Figure 1 shows the COF(z) statistics of MISR CTH with and without the wind correction. The wind correction in MISR COF(z) is evident, especially at mid and high latitudes where the along-track wind speeds are strong and the corrected vertical distributions are shifted to a lower altitude in the upper troposphere (UT). There is a slight decrease in these tropical UT peaks with the wind correction. The wind-corrected COF(z) in the planetary boundary layer (PBL) peaks at about the same altitude across all latitudes but shows a higher probability after the wind correction. The PBL clouds in the Southern Hemisphere (SH) exhibit a higher COF(z) than those in the Northern Hemisphere (NH), consistent with spaceborne lidar observations [Berthier et al., 2008]. For January and August 2008, the altitudes (PBL top, ∼5 km and ∼13 km) of the tropical trimodal peaks [Johnson et al., 1999] are impacted little by the wind correction.
3. Other Data Sets
 The AIRS data used are obtained from the Version 5 (V5) AIRS L2 operational retrieval, which employs a two-cloud-layer model that fits 58 channels in the 655–812 cm−11 (12.3–15.3 μm) region for each footprint individually. The retrieval quantities are effective cloud fraction (fA), which is the multiplication of spatial cloud fraction and cloud emissivity [Susskind et al., 2006; Kahn et al., 2007], CTP and cloud top temperature, both reported at the AMSU (Advanced Microwave Sounding Unit) resolution that varies from ∼40 km at nadir to ∼100 km at the edge of swath. The AIRS swath (∼1400 km) is wide enough to cover most of the globe twice daily. For the COF(z) calculation, the effective cloud fraction fA, as defined by Kahn et al. , is averaged into 1-km height bins using the retrieved CTP that is converted to CTH. Both daytime and nighttime observations are used in computing monthly cloud statistics.
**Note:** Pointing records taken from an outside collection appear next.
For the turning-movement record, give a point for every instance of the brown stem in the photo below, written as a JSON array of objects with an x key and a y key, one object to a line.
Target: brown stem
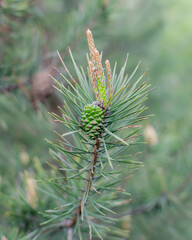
[
  {"x": 88, "y": 183},
  {"x": 70, "y": 223}
]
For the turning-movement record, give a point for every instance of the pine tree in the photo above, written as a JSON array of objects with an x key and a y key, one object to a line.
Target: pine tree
[{"x": 92, "y": 158}]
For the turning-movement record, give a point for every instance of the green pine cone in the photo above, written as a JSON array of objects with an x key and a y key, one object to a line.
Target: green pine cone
[{"x": 92, "y": 119}]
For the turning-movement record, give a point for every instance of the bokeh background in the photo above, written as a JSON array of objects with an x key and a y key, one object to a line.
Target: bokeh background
[{"x": 157, "y": 32}]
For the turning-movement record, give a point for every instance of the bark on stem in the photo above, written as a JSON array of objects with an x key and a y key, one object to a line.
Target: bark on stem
[
  {"x": 88, "y": 183},
  {"x": 70, "y": 223}
]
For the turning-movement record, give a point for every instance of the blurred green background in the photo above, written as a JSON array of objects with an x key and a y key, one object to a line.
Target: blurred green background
[{"x": 157, "y": 32}]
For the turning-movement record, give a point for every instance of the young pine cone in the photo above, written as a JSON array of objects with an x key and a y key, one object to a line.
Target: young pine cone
[{"x": 92, "y": 118}]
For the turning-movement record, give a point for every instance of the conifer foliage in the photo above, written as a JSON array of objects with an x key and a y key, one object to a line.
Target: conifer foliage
[{"x": 92, "y": 157}]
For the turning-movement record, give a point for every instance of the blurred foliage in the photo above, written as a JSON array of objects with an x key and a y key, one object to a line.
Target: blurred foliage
[{"x": 159, "y": 33}]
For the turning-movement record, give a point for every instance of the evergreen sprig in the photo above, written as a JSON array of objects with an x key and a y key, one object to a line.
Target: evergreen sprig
[{"x": 100, "y": 113}]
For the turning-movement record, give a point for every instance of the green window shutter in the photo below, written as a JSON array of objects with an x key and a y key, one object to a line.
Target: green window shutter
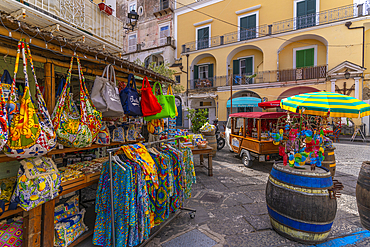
[
  {"x": 196, "y": 72},
  {"x": 309, "y": 57},
  {"x": 236, "y": 67},
  {"x": 210, "y": 70},
  {"x": 249, "y": 65}
]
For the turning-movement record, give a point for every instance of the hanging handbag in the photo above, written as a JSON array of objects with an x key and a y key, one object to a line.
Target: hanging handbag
[
  {"x": 130, "y": 98},
  {"x": 171, "y": 102},
  {"x": 163, "y": 101},
  {"x": 105, "y": 95},
  {"x": 38, "y": 181},
  {"x": 149, "y": 103},
  {"x": 76, "y": 129},
  {"x": 31, "y": 131},
  {"x": 13, "y": 104}
]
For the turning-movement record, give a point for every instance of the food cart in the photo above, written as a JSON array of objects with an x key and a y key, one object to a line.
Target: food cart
[{"x": 250, "y": 136}]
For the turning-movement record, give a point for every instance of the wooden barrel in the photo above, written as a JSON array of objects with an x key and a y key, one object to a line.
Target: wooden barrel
[
  {"x": 363, "y": 194},
  {"x": 212, "y": 141},
  {"x": 329, "y": 161},
  {"x": 298, "y": 203}
]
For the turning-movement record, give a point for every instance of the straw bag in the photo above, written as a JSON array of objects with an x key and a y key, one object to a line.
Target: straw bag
[
  {"x": 104, "y": 94},
  {"x": 76, "y": 129},
  {"x": 31, "y": 131},
  {"x": 149, "y": 103}
]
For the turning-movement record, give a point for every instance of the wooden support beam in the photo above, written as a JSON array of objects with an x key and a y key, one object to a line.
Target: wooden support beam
[
  {"x": 32, "y": 227},
  {"x": 48, "y": 223},
  {"x": 49, "y": 86}
]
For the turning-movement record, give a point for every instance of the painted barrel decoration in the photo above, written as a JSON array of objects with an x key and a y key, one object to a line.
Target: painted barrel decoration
[
  {"x": 363, "y": 194},
  {"x": 212, "y": 142},
  {"x": 298, "y": 203},
  {"x": 329, "y": 161}
]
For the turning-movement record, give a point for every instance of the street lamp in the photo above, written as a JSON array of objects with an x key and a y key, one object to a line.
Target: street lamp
[
  {"x": 347, "y": 74},
  {"x": 133, "y": 17}
]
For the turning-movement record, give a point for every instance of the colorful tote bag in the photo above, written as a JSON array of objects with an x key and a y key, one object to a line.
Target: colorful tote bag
[
  {"x": 31, "y": 131},
  {"x": 164, "y": 102},
  {"x": 73, "y": 128},
  {"x": 68, "y": 230},
  {"x": 171, "y": 102},
  {"x": 130, "y": 98},
  {"x": 38, "y": 181},
  {"x": 11, "y": 233},
  {"x": 149, "y": 103}
]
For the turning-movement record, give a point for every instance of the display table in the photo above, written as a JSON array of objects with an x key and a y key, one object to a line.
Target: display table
[{"x": 201, "y": 151}]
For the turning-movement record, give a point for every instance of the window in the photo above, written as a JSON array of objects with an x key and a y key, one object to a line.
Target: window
[
  {"x": 132, "y": 7},
  {"x": 164, "y": 32},
  {"x": 132, "y": 43},
  {"x": 203, "y": 72},
  {"x": 203, "y": 35},
  {"x": 306, "y": 13},
  {"x": 248, "y": 27},
  {"x": 242, "y": 67},
  {"x": 305, "y": 57}
]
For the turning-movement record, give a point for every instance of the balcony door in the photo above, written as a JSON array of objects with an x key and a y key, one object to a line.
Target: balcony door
[
  {"x": 203, "y": 37},
  {"x": 248, "y": 27},
  {"x": 306, "y": 14}
]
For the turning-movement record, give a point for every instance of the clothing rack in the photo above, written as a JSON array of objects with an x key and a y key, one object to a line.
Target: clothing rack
[{"x": 192, "y": 214}]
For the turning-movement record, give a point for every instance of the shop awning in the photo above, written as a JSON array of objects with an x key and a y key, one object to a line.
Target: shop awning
[
  {"x": 244, "y": 102},
  {"x": 269, "y": 104}
]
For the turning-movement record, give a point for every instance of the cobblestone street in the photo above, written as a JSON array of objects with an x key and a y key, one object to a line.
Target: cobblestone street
[{"x": 231, "y": 208}]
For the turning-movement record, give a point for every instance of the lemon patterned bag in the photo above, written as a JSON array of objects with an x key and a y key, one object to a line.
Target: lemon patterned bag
[{"x": 38, "y": 181}]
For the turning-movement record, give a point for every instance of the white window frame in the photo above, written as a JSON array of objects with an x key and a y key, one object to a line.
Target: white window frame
[
  {"x": 239, "y": 58},
  {"x": 203, "y": 65},
  {"x": 257, "y": 22},
  {"x": 159, "y": 31},
  {"x": 295, "y": 12},
  {"x": 196, "y": 35},
  {"x": 128, "y": 42},
  {"x": 304, "y": 48}
]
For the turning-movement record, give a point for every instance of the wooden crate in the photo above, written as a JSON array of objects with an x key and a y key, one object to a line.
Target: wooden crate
[{"x": 73, "y": 183}]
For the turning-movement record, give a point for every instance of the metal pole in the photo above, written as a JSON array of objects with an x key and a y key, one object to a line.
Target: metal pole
[{"x": 111, "y": 199}]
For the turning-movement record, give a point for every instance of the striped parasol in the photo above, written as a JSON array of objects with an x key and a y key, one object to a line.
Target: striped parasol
[{"x": 324, "y": 103}]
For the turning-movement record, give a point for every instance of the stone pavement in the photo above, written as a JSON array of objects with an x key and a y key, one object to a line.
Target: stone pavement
[{"x": 231, "y": 208}]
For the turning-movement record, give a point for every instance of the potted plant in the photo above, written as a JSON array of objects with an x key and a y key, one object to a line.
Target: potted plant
[{"x": 105, "y": 8}]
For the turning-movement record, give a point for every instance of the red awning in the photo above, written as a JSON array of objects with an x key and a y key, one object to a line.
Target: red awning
[{"x": 269, "y": 104}]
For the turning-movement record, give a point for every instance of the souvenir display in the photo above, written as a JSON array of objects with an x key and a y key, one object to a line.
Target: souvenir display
[
  {"x": 148, "y": 185},
  {"x": 11, "y": 233},
  {"x": 76, "y": 129},
  {"x": 149, "y": 103},
  {"x": 104, "y": 94},
  {"x": 38, "y": 181},
  {"x": 31, "y": 131},
  {"x": 164, "y": 101},
  {"x": 130, "y": 98}
]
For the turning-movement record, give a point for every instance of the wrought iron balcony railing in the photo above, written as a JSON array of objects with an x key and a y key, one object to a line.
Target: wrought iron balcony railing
[
  {"x": 272, "y": 76},
  {"x": 319, "y": 18}
]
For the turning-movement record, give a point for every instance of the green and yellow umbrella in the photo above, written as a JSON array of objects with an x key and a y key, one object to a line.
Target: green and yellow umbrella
[{"x": 326, "y": 104}]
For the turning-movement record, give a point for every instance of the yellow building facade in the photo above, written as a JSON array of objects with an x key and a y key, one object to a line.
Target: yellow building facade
[{"x": 270, "y": 50}]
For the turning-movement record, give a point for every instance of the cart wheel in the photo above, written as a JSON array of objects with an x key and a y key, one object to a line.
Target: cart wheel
[
  {"x": 247, "y": 161},
  {"x": 192, "y": 215}
]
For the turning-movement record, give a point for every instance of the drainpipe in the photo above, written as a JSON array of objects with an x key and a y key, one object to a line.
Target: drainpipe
[{"x": 348, "y": 25}]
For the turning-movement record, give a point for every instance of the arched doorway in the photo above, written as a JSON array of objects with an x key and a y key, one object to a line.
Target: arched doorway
[
  {"x": 248, "y": 104},
  {"x": 296, "y": 91}
]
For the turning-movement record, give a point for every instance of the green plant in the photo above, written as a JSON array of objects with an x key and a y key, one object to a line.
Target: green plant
[{"x": 197, "y": 118}]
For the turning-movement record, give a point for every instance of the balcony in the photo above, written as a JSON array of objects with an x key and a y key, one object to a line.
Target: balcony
[
  {"x": 78, "y": 19},
  {"x": 319, "y": 18},
  {"x": 273, "y": 76}
]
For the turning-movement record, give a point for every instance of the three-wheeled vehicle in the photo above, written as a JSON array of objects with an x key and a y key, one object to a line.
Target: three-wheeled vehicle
[{"x": 249, "y": 136}]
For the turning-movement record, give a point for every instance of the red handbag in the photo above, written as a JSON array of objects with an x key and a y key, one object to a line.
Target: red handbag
[{"x": 149, "y": 103}]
 The MODIS CTP product used is derived from the Collection 5 Level 2 MOD06 cloud property retrieval [Platnick et al., 2003] in which cloud-top pressure and temperature are reported at 5-km horizontal resolution. MODIS has a 0.25–1.0 km pixel resolution at nadir depending on the channel, and a 2330 km swath. For cloud detection, the MODIS uses IR and visible channel thresholds for cloud fraction retrieval [Ackerman et al., 1998; Frey et al., 2008] and IR channels for CTP retrieval [Menzel et al., 2008]. In this analysis the Aqua MODIS data are used and the zonal mean includes both daytime and nighttime measurements.
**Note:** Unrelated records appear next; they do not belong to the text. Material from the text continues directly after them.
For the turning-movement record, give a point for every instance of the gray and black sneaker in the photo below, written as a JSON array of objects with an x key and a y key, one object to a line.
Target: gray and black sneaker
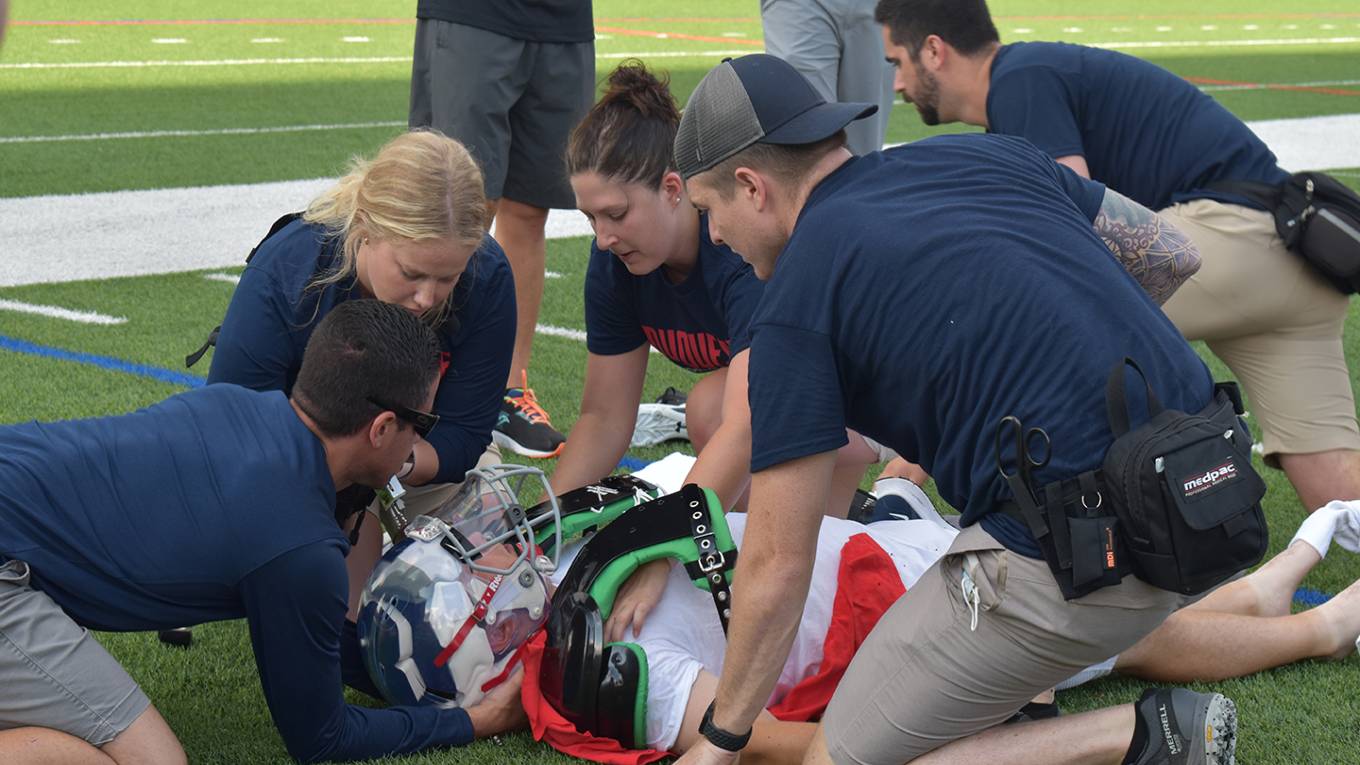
[
  {"x": 524, "y": 428},
  {"x": 663, "y": 421},
  {"x": 1182, "y": 727}
]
 The OMI data used here are from the version 3 OMCLDO2 product, which includes cloud pressure and effective cloud fraction, retrieved from the daytime O2-O2 absorption band at 477 nm [Acarreta et al., 2004; Stammes et al., 2008]. The cloud pressures from the O2-O2 absorption (OMCLDO2) and rotational Raman scattering (OMCLDZRR) overall exhibit similar morphology with the OMCLDZRR pressure being slightly lower (i.e., higher in cloud height). Both products are known to be systematically lower than the physical CTH as observed by lidar and thermal IR sensors [Sneep et al., 2008; Vasilkov et al., 2008]. The OMI nadir resolution is 13 × 24 km2 with a swath of ∼2600 km and daily global coverage.
 The CALIPSO data used are the version 2.01 05kmCLay product (M. A. Vaughan et al., Fully automated detection of cloud and aerosol layers in the CALIPSO lidar measurements, submitted to Journal of Atmospheric and Oceanic Technology, 2009) that reports up to 10 cloud layers (characterized by pairs of top and base heights) with 5 km horizontal resolution and 60 m vertical resolution. Statistics of cloud top and multi-layer occurrences are analyzed separately, in which layer thickness is factored into the volume COF calculation for the multi-layer statistics. Vertically overlapped portions of the version 2.01 cloud layers are counted only once to avoid double accounting; and only daytime CALIPSO data are used because of significant different nighttime detection thresholds.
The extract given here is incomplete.